Obstacles to a Good Society

Obstacles    to    a    Good    Society

 It was just weeks ago that the US Supreme Court delivered a unanimous rebuke to the Obama administration by ruling that religious groups must be allowed to retain exclusive control free of government interference over employment decisions regarding their spiritual leaders and teachers. Yet incredibly within days of the Court’s decision the administration seemed to thumb its nose at the nine justices announcing that the Obamacare requirement for employers’ health insurance policies to cover prescriptions that violate religious dictates would include only the narrowest possible exemption for religious employers.

Under this regulation any religious organization that either employs or provides services to people beyond its own faith will be forced to provide insurance coverage that violates its own religious principles. This understandably has ignited an unprecedented firestorm of controversy. Catholic bishops whose hospitals treat one out of every six patients in America and who run the country’s largest network of private schools took to pulpits across the country to proclaim that they “cannot — will not — comply with this law ” and minority leader Mitch McConnell took to the floor of the US Senate to denounce the regulation as “abhorrent to the foundational principles of our nation.”

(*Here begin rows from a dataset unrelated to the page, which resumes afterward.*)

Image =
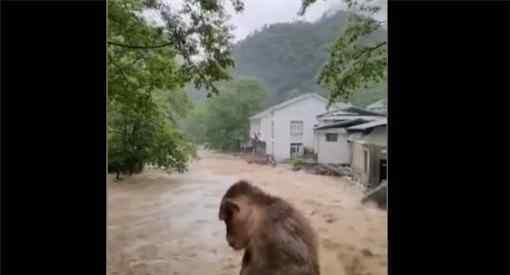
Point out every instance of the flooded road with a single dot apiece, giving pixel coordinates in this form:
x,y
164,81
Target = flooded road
x,y
168,224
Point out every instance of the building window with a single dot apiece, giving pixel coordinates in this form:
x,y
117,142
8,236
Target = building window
x,y
272,128
296,128
331,137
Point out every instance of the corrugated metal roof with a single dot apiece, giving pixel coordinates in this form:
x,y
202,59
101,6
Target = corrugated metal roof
x,y
341,124
369,125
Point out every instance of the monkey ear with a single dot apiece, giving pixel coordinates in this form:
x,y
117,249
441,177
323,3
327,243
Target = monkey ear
x,y
227,209
232,205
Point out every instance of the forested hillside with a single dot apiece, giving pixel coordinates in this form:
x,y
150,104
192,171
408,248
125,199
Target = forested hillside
x,y
287,57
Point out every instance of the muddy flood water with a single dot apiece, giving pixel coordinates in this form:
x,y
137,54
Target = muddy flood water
x,y
168,224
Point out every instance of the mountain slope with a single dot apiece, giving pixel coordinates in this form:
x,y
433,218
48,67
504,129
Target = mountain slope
x,y
287,57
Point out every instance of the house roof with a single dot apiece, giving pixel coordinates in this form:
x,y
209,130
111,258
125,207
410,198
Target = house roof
x,y
342,124
369,125
348,111
289,102
378,104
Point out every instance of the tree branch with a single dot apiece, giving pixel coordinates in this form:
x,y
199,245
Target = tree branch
x,y
367,50
138,46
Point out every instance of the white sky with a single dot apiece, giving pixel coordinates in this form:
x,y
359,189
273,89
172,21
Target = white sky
x,y
258,13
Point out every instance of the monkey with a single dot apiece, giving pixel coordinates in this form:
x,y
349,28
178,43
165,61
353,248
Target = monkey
x,y
277,239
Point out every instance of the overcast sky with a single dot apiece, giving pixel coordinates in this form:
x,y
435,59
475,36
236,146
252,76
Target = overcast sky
x,y
258,13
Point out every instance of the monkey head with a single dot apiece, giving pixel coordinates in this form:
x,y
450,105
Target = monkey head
x,y
240,216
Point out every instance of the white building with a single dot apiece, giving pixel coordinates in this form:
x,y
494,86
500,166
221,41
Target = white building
x,y
287,128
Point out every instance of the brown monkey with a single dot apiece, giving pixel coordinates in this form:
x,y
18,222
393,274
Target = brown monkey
x,y
277,238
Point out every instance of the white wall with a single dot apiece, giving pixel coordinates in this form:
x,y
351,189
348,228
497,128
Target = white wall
x,y
254,127
305,110
338,152
357,158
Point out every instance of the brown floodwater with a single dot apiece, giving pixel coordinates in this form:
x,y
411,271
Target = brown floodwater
x,y
161,223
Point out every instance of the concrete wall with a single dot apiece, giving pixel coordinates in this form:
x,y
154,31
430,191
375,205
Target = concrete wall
x,y
305,110
338,152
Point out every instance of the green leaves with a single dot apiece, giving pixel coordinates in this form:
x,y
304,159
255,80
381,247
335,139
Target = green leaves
x,y
146,81
354,63
223,121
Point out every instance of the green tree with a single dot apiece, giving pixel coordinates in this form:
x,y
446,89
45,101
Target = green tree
x,y
355,62
223,121
148,67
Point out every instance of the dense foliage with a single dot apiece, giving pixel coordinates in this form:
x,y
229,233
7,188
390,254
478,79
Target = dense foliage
x,y
148,66
287,58
355,61
222,122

One must concede that Barack Obama deserves credit in all this for consistency which isn’t a particular strong suit of his. This is after all someone who until just recently was calling the use of Super PACs to fund political campaigns a “threat to democracy” — until that is he decided that he needed a couple of those nifty funding vehicles for his own campaign (which isn’t quite the picture of poverty having raised close to a billion dollars for his 2008 run).

But in regard to the First Amendment’s Religion Clause the president has been a model of consistency. The clause states that “Congress shall make no law respecting an establishment of religion or prohibiting the free exercise thereof” setting forth in those few words two important prohibitions: that government shall not endorse religion but neither shall it curtail religious freedom — and the president has done both.